Based on sequence analysis, VirB1-89K was predicted to contain a C-terminal CHAP domain (located between the amino acids 796 and 926) and an N-terminal transmembrane domain, but lacks a signal sequence. The CHAP domain is broadly found in proteins from bacteria, phages, archaea, and eukaryotes of the Trypanosomidae family [19, 20]. It has been proposed that the CHAP domain may function mainly in peptidoglycan hydrolysis . The phylogenetic analysis of VirB1-89K and its homologous proteins showed that VirB1-89K and N-acetylmuramoyl-L-alanine amidase probably originate from the same ancestor (Figure 1A). Figure 1 Sequence
analysis of VirB1-89K. (A) Phylogenetic analysis of VirB1-89K. Sequence alignment and phylogenetic analysis of VirB1-89K homologs were performed using MEGA 5.1 software. Values at nodes indicate bootstrap values for 500 replicates. (B) Analysis of the tertiary structure of the CHAP domain of check details VirB1-89K by using the online server SWISS-MODEL. (C) Visualization of the surface active site of the CHAP domain by using PyMOLviewer, showing Selleck AZD0156 the cysteine residue in green and histidine in red. Tertiary structure prediction showed that the CHAP domain of VirB1-89K belongs to the α + β structural class, with the N-terminal half containing 3 predicted α-helices and the
C-terminal half composed of 6 predicted β-strands (Figure 1B). Protein tertiary structure modeling revealed that this CHAP domain Leukotriene-A4 hydrolase contains an CA3 in vitro putative active center composed of a conserved cysteine and a histidine (Figure 1C), these two invariant residues form the main part of the active site of CHAP domain containing proteins [19, 21, 22]. These results together with the above phylogeny analysis
suggested that VirB1-89K may be an N-acetylmuramyl-L-alanine amidase. Expression and purification of the CHAP domain of VirB1-89K To figure out the function of VirB1-89K during the assembly of 89K T4SS apparatus, a 411 bp DNA fragment containing the CHAP domain of VirB1-89K was cloned and over-expressed in E. coli as a C-terminally His6-tagged protein. The protein of interest was designated VirB1-89KCHAP. We found VirB1-89KCHAP was efficiently expressed after induction at 16°C (Figure 2A). The molecular mass of the expressed recombinant protein agreed well with a predicted size of 15.4 kDa.

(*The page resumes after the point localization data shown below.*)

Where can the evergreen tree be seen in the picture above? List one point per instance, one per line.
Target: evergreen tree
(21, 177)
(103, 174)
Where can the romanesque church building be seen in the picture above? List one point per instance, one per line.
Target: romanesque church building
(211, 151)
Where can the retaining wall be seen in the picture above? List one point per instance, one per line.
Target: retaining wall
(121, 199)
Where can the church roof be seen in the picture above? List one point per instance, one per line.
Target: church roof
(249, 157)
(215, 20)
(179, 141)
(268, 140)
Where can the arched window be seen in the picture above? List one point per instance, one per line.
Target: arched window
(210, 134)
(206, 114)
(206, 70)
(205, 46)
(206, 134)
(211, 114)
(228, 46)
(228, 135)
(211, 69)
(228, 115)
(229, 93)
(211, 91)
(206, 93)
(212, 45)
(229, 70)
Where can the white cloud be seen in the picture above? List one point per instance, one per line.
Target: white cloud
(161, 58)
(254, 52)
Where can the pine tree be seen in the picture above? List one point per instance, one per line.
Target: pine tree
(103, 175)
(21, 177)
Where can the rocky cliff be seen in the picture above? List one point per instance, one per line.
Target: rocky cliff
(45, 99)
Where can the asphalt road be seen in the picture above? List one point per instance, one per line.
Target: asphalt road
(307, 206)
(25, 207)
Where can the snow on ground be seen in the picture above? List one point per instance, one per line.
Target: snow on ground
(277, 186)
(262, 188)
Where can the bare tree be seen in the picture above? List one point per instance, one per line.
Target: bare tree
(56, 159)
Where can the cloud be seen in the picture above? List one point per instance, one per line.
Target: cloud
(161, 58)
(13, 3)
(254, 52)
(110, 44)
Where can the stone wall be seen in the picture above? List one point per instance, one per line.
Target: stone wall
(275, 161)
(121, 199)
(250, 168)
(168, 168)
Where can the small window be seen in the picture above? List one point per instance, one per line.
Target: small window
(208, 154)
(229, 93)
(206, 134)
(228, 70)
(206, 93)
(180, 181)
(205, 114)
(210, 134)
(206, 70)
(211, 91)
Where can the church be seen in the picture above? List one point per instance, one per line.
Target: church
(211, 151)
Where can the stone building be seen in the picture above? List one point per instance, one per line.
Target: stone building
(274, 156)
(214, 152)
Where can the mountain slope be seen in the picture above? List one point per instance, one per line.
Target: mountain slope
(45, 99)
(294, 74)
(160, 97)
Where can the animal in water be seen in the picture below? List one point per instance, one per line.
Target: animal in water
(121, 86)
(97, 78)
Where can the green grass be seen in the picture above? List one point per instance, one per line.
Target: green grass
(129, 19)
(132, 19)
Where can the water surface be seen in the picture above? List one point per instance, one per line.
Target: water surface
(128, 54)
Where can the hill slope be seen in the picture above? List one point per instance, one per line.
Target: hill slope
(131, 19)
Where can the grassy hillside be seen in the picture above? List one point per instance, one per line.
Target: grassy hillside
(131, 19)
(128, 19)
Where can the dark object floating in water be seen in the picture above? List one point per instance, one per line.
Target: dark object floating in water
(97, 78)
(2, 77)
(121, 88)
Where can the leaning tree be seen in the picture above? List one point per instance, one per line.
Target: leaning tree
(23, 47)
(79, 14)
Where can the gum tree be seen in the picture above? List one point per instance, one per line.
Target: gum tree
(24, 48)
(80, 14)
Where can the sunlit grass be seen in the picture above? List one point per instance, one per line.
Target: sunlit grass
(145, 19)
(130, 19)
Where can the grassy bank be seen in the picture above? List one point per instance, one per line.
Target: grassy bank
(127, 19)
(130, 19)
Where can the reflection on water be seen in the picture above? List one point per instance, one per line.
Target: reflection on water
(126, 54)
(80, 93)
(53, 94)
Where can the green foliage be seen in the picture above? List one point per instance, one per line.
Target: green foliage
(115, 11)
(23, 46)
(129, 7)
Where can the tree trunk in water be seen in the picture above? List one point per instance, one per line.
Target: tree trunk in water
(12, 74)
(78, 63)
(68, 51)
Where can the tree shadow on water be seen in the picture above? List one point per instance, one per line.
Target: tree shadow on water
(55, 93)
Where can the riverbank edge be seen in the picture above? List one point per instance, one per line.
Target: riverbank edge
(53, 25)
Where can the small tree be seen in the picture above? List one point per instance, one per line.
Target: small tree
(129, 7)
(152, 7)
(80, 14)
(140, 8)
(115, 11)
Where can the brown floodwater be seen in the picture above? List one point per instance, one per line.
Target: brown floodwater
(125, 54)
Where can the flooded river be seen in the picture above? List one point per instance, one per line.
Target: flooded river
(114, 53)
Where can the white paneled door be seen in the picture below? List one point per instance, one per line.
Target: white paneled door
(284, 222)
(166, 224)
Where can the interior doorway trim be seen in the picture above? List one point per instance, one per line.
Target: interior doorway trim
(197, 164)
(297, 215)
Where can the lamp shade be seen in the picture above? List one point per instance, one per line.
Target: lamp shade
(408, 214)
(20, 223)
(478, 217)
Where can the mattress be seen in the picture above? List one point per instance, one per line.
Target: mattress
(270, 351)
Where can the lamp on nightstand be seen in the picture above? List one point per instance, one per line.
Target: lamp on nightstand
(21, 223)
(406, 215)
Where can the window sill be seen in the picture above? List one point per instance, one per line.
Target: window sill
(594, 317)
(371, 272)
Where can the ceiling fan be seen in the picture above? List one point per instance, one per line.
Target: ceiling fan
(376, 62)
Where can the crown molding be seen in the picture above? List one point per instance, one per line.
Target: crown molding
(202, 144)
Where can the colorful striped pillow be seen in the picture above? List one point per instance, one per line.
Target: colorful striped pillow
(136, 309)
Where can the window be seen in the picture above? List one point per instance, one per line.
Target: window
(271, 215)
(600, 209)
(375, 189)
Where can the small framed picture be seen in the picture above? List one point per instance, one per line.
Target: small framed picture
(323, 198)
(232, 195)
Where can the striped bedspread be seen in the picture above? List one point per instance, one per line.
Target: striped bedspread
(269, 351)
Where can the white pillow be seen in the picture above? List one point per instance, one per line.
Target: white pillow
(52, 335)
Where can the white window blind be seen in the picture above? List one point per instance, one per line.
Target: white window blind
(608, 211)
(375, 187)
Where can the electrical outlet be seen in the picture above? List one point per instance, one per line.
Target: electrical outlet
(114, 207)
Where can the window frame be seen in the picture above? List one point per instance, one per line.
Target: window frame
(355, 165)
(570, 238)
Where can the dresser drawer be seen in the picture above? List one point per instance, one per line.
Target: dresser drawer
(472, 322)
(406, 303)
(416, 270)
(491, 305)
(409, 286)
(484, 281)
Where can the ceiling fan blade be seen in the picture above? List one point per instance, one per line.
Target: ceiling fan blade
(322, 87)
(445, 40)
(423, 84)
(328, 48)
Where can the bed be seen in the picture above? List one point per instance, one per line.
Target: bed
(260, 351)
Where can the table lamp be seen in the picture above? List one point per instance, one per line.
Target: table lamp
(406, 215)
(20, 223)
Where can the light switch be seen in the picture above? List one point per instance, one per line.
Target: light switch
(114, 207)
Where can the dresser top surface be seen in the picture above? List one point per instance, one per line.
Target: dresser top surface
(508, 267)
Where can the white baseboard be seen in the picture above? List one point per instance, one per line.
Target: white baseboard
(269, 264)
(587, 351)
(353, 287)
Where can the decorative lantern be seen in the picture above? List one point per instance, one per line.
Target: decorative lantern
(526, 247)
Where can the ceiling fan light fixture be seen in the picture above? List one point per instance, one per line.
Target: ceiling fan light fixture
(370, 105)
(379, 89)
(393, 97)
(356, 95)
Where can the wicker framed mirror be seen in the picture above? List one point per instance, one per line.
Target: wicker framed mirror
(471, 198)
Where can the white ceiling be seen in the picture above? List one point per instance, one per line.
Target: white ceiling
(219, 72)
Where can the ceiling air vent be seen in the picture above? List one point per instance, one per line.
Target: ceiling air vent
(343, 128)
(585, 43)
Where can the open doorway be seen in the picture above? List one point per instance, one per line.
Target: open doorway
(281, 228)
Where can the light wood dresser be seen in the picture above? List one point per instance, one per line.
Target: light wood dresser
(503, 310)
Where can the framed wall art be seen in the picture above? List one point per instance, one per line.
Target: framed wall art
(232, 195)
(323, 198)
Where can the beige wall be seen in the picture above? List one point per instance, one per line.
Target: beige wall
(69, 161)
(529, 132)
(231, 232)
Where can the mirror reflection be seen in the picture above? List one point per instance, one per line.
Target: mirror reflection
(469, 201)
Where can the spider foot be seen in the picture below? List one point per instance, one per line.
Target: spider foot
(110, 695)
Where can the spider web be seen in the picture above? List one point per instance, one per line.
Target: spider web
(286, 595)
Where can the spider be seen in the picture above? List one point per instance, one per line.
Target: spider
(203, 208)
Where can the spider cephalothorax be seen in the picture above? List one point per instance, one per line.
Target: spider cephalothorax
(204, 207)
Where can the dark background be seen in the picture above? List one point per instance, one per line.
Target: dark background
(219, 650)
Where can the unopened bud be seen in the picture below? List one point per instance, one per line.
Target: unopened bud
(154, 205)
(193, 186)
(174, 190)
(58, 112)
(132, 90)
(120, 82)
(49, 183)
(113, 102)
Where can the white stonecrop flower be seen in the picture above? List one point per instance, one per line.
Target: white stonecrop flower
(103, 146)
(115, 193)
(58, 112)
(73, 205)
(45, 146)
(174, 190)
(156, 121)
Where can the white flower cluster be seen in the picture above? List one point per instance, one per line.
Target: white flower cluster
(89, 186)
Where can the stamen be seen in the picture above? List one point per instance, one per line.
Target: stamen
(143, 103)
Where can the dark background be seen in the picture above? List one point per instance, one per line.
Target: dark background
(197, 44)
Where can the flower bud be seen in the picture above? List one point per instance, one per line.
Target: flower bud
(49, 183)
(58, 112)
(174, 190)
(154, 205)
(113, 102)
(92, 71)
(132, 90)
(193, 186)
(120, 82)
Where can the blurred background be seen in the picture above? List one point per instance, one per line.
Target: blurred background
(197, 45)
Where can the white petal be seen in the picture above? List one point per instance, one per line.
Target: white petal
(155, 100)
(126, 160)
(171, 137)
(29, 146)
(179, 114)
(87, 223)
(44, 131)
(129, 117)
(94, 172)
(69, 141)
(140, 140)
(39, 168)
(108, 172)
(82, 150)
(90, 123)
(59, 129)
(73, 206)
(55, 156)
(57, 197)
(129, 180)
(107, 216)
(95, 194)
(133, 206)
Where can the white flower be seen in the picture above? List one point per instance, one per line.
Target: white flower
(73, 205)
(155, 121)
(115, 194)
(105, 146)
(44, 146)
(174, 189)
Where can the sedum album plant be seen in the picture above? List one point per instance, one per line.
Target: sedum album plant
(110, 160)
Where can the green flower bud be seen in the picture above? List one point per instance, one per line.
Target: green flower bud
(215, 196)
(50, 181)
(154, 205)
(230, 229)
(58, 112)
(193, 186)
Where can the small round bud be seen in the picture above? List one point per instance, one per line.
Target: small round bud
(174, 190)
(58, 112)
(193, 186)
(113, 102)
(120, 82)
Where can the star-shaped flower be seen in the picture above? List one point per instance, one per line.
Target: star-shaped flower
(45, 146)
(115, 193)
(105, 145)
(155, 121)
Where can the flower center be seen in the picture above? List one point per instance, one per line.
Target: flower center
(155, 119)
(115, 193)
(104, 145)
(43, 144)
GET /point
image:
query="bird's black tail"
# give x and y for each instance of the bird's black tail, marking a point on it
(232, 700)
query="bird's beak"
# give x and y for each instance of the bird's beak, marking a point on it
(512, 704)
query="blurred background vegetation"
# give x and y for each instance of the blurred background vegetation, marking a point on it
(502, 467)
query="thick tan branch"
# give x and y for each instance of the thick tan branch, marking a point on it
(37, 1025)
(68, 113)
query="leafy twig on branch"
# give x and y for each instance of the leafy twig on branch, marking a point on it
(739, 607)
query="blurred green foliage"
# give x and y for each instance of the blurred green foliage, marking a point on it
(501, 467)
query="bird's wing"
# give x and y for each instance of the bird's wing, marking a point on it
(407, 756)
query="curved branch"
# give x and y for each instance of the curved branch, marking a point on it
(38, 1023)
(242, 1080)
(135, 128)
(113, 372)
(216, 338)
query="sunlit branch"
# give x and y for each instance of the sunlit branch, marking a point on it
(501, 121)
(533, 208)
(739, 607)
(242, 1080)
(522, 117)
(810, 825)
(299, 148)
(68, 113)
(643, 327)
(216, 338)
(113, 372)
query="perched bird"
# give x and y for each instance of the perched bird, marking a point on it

Although a majority of the VirB1-89KCHAP protein was present in the inclusion body fractions of crude cell lysates, sufficient soluble material was produced to recover useful amounts of active protein. Highly purified protein (>95% homogeneity) was prepared by Ni+ affinity chromatography and gel filtration (Figure 2B). N-terminal sequencing results confirmed that the produced protein was indeed the CHAP domain of VirB1-89K. Figure 2 Over-expression and purification of VirB1-89KCHAP. (A) SDS-PAGE analysis (12%) of the interest VirB1-89KCHAP protein expressed in E. coli.